現在世界政治で最も影響力のあるトランプという男は、いったいどういう人間か。そのことを最もよく示していると思われる例を二つばかりあげてみたい。その人間のすべてを白日の下に曝してしまう言動というものがあるのであって、以下は正にそういう例と言える。
一つは、大統領に就任して最初に行った大きすぎる外交的大事件、エルサレムをイスラエルの首都とあえて認定してみせた政治行為である。
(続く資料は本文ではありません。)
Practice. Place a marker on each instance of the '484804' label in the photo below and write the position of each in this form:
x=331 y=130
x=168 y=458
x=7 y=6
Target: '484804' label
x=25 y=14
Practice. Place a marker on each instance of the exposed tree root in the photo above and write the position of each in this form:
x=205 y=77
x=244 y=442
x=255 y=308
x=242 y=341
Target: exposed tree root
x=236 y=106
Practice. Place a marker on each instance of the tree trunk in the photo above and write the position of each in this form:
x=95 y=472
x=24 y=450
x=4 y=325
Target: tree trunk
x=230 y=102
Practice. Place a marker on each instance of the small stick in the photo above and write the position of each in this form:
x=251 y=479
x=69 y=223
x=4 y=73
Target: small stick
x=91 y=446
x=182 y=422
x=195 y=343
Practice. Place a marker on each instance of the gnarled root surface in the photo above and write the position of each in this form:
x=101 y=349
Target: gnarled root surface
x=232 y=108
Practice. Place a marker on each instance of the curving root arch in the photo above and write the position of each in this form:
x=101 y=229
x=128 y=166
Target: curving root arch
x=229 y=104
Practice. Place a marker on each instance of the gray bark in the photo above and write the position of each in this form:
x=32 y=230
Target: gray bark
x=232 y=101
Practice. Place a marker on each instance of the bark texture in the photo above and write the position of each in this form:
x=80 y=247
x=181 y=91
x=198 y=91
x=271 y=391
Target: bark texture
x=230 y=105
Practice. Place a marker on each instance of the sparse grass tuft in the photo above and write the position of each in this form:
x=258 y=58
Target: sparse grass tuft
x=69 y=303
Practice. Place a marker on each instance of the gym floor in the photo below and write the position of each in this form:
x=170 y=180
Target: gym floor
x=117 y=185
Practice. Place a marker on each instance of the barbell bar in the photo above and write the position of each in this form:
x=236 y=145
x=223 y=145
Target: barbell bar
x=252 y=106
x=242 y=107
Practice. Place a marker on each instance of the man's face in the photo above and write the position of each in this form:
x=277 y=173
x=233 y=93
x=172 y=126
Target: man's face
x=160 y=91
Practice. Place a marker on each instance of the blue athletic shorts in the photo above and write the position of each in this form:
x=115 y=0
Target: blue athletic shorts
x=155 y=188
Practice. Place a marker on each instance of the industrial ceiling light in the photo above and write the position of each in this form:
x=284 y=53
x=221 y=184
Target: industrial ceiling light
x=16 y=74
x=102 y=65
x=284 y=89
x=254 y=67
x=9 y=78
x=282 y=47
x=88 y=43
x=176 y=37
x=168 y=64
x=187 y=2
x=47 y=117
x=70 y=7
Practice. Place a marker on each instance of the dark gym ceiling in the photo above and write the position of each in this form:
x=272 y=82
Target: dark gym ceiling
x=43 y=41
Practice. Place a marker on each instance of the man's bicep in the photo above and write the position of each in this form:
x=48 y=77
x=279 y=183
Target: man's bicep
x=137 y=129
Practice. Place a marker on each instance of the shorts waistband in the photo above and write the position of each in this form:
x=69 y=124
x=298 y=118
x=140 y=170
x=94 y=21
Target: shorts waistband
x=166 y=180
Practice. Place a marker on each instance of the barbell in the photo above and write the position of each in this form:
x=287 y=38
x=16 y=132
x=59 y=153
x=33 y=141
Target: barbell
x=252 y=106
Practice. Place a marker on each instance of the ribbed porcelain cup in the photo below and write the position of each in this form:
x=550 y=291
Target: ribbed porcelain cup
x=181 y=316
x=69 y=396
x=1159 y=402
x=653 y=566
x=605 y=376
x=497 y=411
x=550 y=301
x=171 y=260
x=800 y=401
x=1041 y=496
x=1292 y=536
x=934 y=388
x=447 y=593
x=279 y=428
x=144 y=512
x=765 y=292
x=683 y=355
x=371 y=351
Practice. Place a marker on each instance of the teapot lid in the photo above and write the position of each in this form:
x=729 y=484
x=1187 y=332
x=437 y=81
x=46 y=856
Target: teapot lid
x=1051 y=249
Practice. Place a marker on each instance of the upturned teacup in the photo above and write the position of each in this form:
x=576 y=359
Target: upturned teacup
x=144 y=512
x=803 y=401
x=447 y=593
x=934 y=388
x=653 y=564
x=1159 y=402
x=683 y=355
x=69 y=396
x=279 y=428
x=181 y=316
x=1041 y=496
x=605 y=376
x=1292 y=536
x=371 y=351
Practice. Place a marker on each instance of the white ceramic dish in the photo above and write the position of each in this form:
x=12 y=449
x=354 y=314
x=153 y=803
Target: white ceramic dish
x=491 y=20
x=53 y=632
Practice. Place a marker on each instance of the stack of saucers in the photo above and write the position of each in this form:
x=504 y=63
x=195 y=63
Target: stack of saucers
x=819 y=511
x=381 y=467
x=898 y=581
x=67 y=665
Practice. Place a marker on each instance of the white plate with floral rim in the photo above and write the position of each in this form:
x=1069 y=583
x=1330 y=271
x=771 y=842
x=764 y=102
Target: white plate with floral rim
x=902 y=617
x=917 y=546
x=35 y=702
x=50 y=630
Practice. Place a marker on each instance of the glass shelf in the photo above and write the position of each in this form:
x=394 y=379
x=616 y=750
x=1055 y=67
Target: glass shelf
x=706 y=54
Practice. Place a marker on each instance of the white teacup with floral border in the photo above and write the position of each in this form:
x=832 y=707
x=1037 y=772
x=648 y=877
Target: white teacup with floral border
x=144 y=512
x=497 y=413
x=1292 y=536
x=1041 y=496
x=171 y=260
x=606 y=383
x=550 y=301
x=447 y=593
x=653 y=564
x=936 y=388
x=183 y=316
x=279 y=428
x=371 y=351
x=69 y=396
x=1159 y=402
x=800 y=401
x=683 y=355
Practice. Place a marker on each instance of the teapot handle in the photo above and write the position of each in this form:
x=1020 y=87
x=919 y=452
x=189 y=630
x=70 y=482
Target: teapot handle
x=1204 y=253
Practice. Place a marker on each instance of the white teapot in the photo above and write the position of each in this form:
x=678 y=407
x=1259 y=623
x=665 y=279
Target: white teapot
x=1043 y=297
周知のように、エルサレムはイスラム教徒の聖地でもある。だからこそここをイスラエルが武力でもって不法占領しても、イスラム教徒の聖地であるということ自身もそこへのイスラム教徒の巡礼などもイスラエルは認めてきたものだ。それを大統領になってすぐに敢えて、ユダヤ教徒であるイスラエルの首都と認定してみせるという行為は一体どう表現したらよいものだろう。ただでさえイスラムと険悪な関係になってきたアメリカが、その宗教の表看板に真っ黒な泥を塗りつけたも同じ行為になる。これはどう表現したらよいか、イスラム教徒という人間の根底を敢えて改めて嘲笑って見せたのと同じことであって、つまりこういうことだ。相手を自分と同じような人間だと見ていない事を示す行為であると。つまり、彼には人としてのリスペクトがない人間たちが存在するわけである。これは要するに、民主主義の感覚そのものが欠如した人間といういうことではないか。
次いでこの事。これは大統領になる以前の彼の公式な場での発言であるが、こんなことを語っている。「金さえあれば、女にどんなことでもさせられる」
たぐいまれな不動産王なのだそうだが、金で人の顔をひっぱたいてきた人物ということがよく分かる言葉だ。これは世界の一角の真実には違いなかろうが、彼がそういう一角の住人であり続けてきて、自らそう振る舞ってきたということを恥ずかし気もなく述べているわけだ。
大変な人間がアメリカ大統領になったものである。ロシアゲート事件絡みもあって、あと3年続けられるのかどうかだが、米国大統領の地位をこの上なく引き下げてしまった人物と言えることは確かだろう。